Latest revision as of 08:00, 6 June 2020


of a finite number of variables

The problem of finding the extrema of a function $ f ( x) $, $ x= ( x ^ {1} \dots x ^ {n} ) \in X \subseteq \mathbf R ^ {n} $. This means

1) finding $ \overline{f}\; = \sup _ {x \in X } f ( x) $ or $ \underline{f} = \inf _ {x \in X } f ( x) $;

2) searching maximum or minimum points if $ \overline{f}\; $ or $ \underline{f} $ are attained on the admissible set (see Maximum and minimum of a function);

3) the construction of maximizing or minimizing sequences $ \{ x _ {i} \} $ such that:

$$ \lim\limits _ {i \rightarrow \infty } \ f ( x _ {i} ) = \overline{f}\; ,\ \ \lim\limits _ {j \rightarrow \infty } \ f ( x _ {j} ) = \underline{f} , $$

if $ \overline{f}\; $ or $ \underline{f} $ is not attained on $ X $.

The investigation of the extrema of functions of discrete arguments is referred to as discrete programming or integer programming. Below only maximization and minimization for functions of continuous arguments is explained.

The classical (indirect) methods of maximization and minimization apply only to smooth functions. They use necessary conditions for an extremum in order to locate stationary points. Zeros of the derivatives $ \partial ^ \alpha f / \partial x ^ \alpha $, $ \alpha = 1 \dots n $, are usually computed in practice by some successive approximation method (see [3]). On the other hand, each problem of solving a finite set of functional equations of the form

$$ \phi _ {m} ( x ^ {1} \dots x ^ {n} ) = 0 ,\ \ m \leq n , $$

can be interpreted as a maximization or minimization problem of some function, for example, of the function

$$ f ( x) = \phi _ {1} ^ {2} ( x) + \dots + \phi _ {m} ^ {2} ( x) \rightarrow \min , $$

and one of the specific methods for maximizing and minimizing can be applied.

Direct methods for maximizing and minimizing functions are based on direct comparison of the values of $ f $ at two or more points.

The practical search of extrema uses iterative algorithms of the form:

$$ x _ {i+} 1 = \widehat{X} ( i , x _ {i} , x _ {i-} 1 \dots x _ {i-} j ) , $$

where $ i $ is the index of the iteration and $ \widehat{X} ( \cdot ) $ is some operator. Here it is usually assumed that

a) the algorithm converges in some sense, most often in the sense

$$ x _ \infty = \overline{x}\; \ \ ( x _ \infty = \underline{x} ) \ \ \textrm{ or } \ \ f ( x _ \infty ) = \overline{f}\; \ ( f ( x _ \infty ) = \underline{f} ) ; $$

b) the iteration procedure is local, that is, $ j \ll i $( $ j = o ( i) $ as $ i \rightarrow \infty $); the algorithm "remembers" the values of $ x $ only for iterations in some neighbourhood of the current position $ x _ {i} $. For $ j = 0 $ a memoryless simple Markov computational process is obtained.

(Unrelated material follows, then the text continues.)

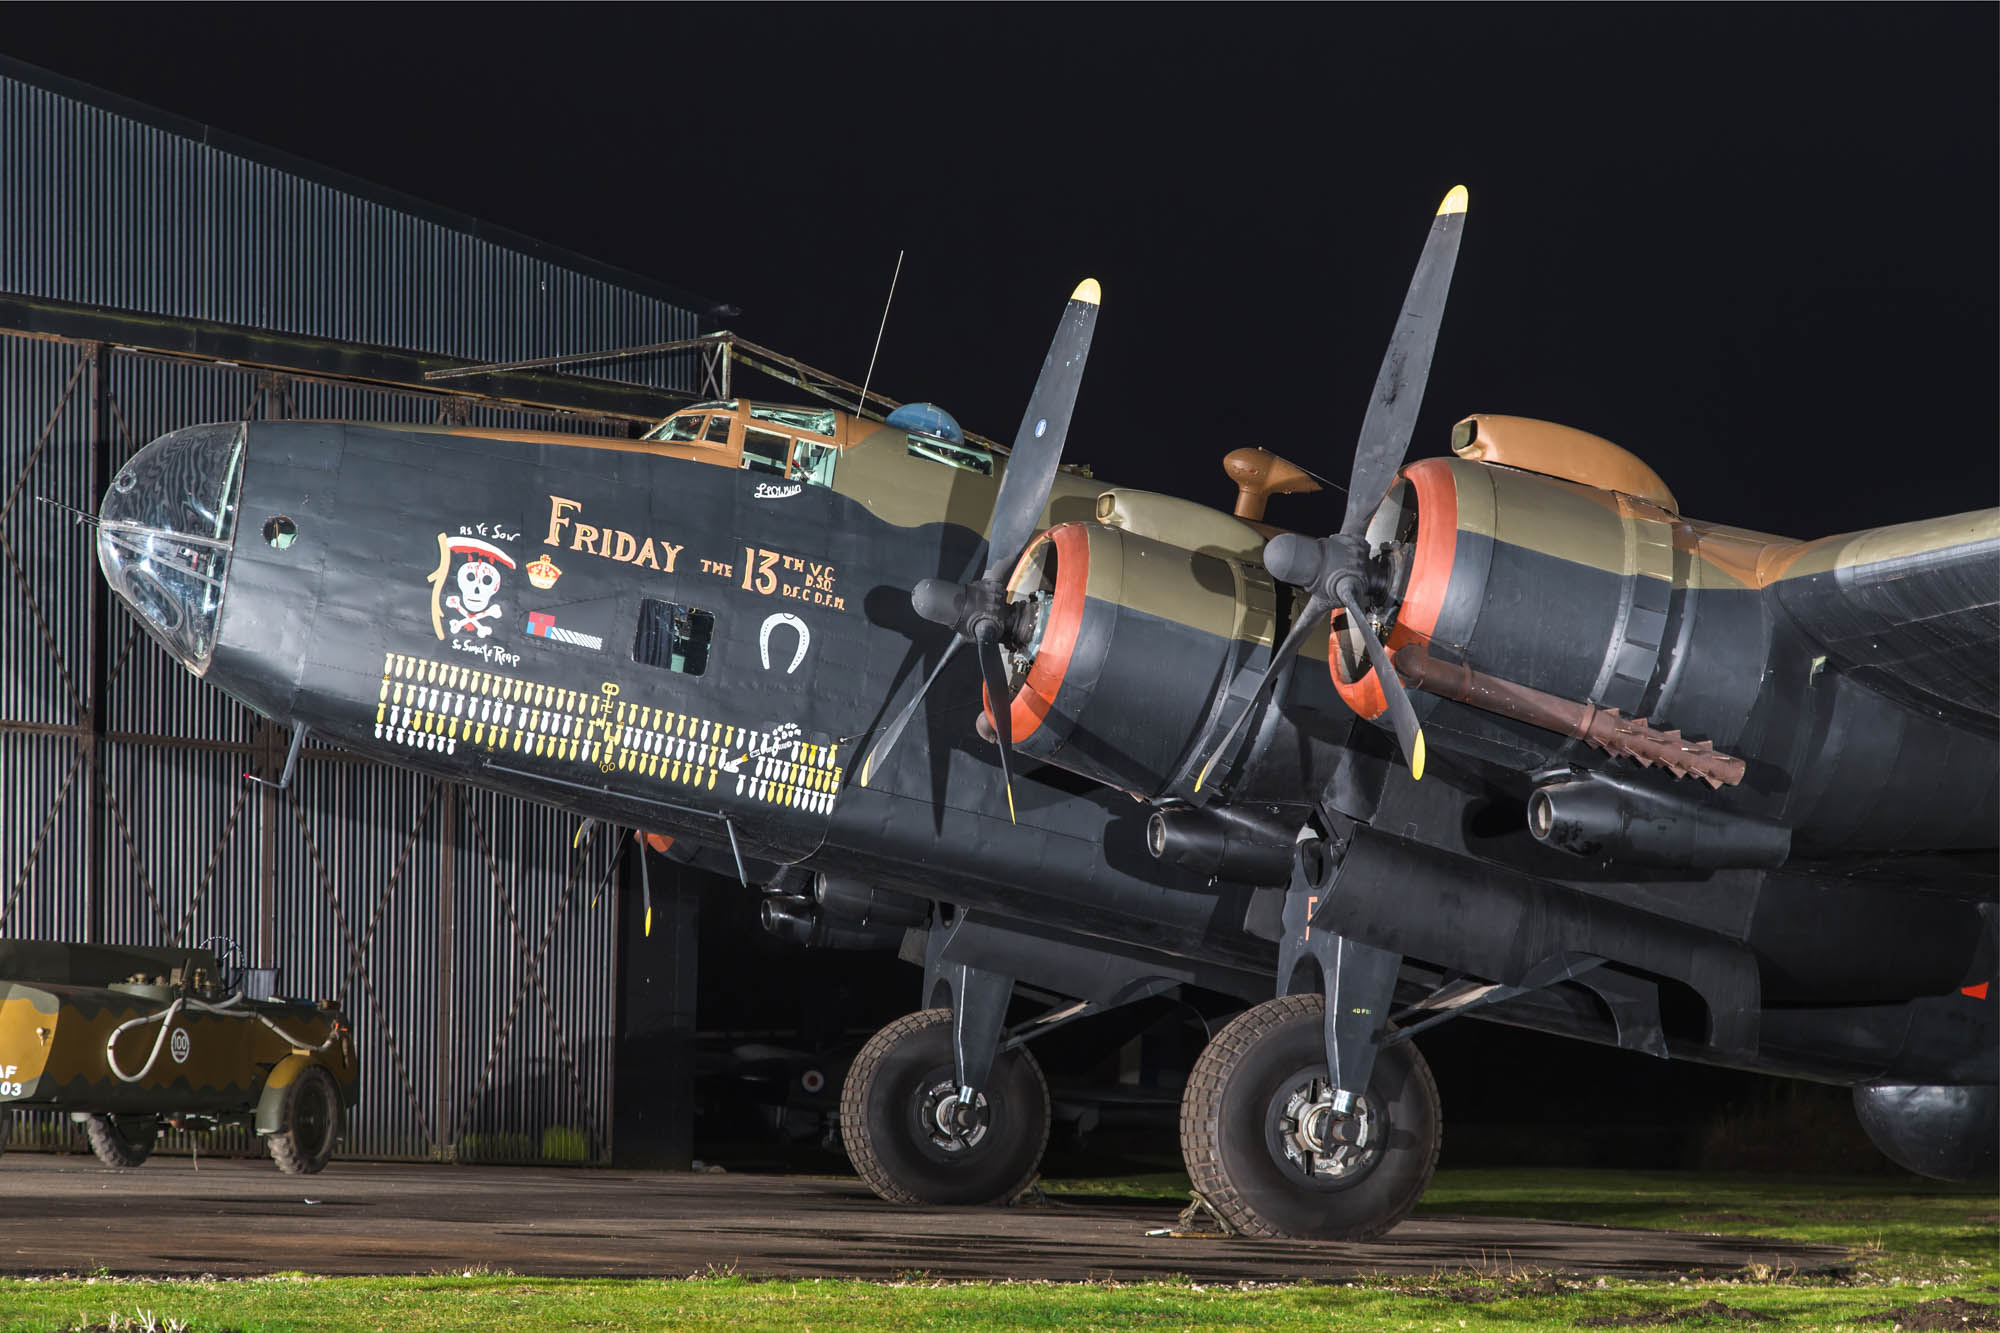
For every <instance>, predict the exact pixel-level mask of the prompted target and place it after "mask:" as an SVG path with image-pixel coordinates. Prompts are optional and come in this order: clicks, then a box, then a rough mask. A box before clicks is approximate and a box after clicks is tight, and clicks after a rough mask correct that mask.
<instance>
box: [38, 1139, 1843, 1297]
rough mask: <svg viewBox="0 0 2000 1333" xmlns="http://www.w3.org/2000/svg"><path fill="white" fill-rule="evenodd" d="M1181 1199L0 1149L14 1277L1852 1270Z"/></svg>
mask: <svg viewBox="0 0 2000 1333" xmlns="http://www.w3.org/2000/svg"><path fill="white" fill-rule="evenodd" d="M1176 1219H1178V1207H1176V1205H1172V1203H1158V1201H1106V1199H1082V1197H1074V1199H1064V1197H1060V1195H1058V1197H1056V1199H1052V1201H1050V1203H1046V1205H1018V1207H1008V1209H906V1207H896V1205H888V1203H882V1201H880V1199H876V1197H874V1195H870V1193H868V1189H866V1187H864V1185H860V1183H858V1181H848V1179H814V1177H778V1175H680V1173H660V1175H636V1173H624V1171H588V1169H526V1167H524V1169H512V1167H442V1165H382V1163H334V1165H332V1167H328V1169H326V1171H324V1173H322V1175H312V1177H288V1175H280V1173H278V1171H276V1169H274V1167H272V1165H270V1163H260V1161H236V1159H216V1161H200V1163H196V1161H190V1159H178V1157H166V1159H154V1161H150V1163H146V1165H144V1167H140V1169H136V1171H114V1169H110V1167H100V1165H98V1163H96V1161H94V1159H90V1157H68V1155H42V1153H8V1155H6V1157H4V1159H0V1273H12V1275H34V1273H100V1271H104V1273H114V1275H202V1273H212V1275H218V1277H244V1275H258V1273H280V1271H306V1273H324V1275H364V1273H380V1275H386V1273H462V1271H466V1269H480V1267H484V1269H490V1271H510V1273H522V1275H550V1277H560V1275H568V1277H690V1275H708V1273H736V1275H744V1277H864V1279H896V1277H912V1275H918V1273H920V1275H924V1277H932V1279H1052V1281H1086V1279H1098V1281H1108V1279H1120V1281H1138V1279H1158V1277H1182V1279H1194V1281H1218V1283H1220V1281H1230V1283H1234V1281H1298V1279H1338V1277H1356V1275H1368V1273H1440V1271H1466V1269H1472V1271H1484V1273H1522V1271H1530V1273H1540V1271H1560V1273H1576V1275H1586V1277H1596V1275H1626V1277H1636V1275H1658V1273H1732V1271H1736V1269H1742V1267H1744V1265H1750V1263H1764V1265H1772V1267H1782V1269H1796V1271H1804V1273H1812V1271H1826V1269H1834V1267H1840V1265H1842V1263H1844V1259H1846V1255H1844V1253H1842V1251H1840V1249H1834V1247H1826V1245H1796V1243H1790V1241H1764V1239H1746V1237H1720V1235H1688V1233H1668V1231H1632V1229H1618V1227H1578V1225H1568V1223H1550V1221H1532V1219H1514V1217H1416V1219H1412V1221H1406V1223H1402V1225H1400V1227H1396V1229H1394V1231H1392V1233H1390V1235H1386V1237H1384V1239H1380V1241H1370V1243H1366V1245H1336V1243H1308V1241H1252V1239H1242V1237H1218V1239H1182V1237H1170V1235H1146V1233H1148V1231H1156V1229H1172V1227H1174V1225H1176Z"/></svg>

The operator $ \widehat{X} ( \cdot ) $ may be deterministic, in deterministic methods, or may contain stochastic parameters. In computational practice stochastic methods are often combined with deterministic methods, for example, in the coordinate-wise descent method the direction of descent may be determined randomly. The probabilistic characteristics of the stochastic parameters, in turn, may be changed from iteration to iteration (search with adaptation and "self-learning" random search).

Various deterministic methods are widely used in combination, including sequential and parallel computation of an extremum by several methods, composition of algorithms of the form $ \widehat{X} = \widehat{X} _ {2} ( \widehat{X} _ {1} ( \cdot ) ) $, etc. For example, the Levenberg–Marquardt method

$$ x _ {i+} 1 = \ x _ {i} - ( \alpha _ {i} \nabla \nabla f( x _ {j} ) + \beta _ {i} I ) ^ {-} 1 \nabla f ( x _ {i} ) , $$

which coincides with the gradient method for $ \alpha _ {i} = 0 $ and with the Newton method for $ \beta _ {i} = 0 $.

One-dimensional optimization, that is, maximizing and minimizing a function $ f ( x) $, $ x \in \mathbf R ^ {1} $, in addition to its interest by itself, is a necessary stage in most applicable methods. Specific one-dimensional methods include, for example, the Fibonacci method; the dichotomy method (division by halves) and the parabola method. Methods for maximizing and minimizing functions in several variables are the gradient method, the method of steepest descent (cf. Steepest descent, method of), the coordinate-wise descent method, the simplex method, the scanning method, the method of conjugate gradients, the method of the heavy sphere (cf. Conjugate gradients, method of; Heavy sphere, method of the), the adjustment method, and others.

The algorithms of most of the methods listed fall into the scheme of the descent (ascent) method:

$$ x _ {i+} 1 = x _ {i} \mps \kappa _ {i} y _ {i} , $$

where $ f ( x _ {i+} 1 ) \leq f ( x _ {i} ) $ or $ f ( x _ {i+} 1 ) \geq f ( x _ {i} ) $ for all $ i $( the relaxation condition). These are distinguished either by the choice of a descent direction $ y _ {i} $ or by the method of moving along the descent vector, defined by the step factor $ \kappa $.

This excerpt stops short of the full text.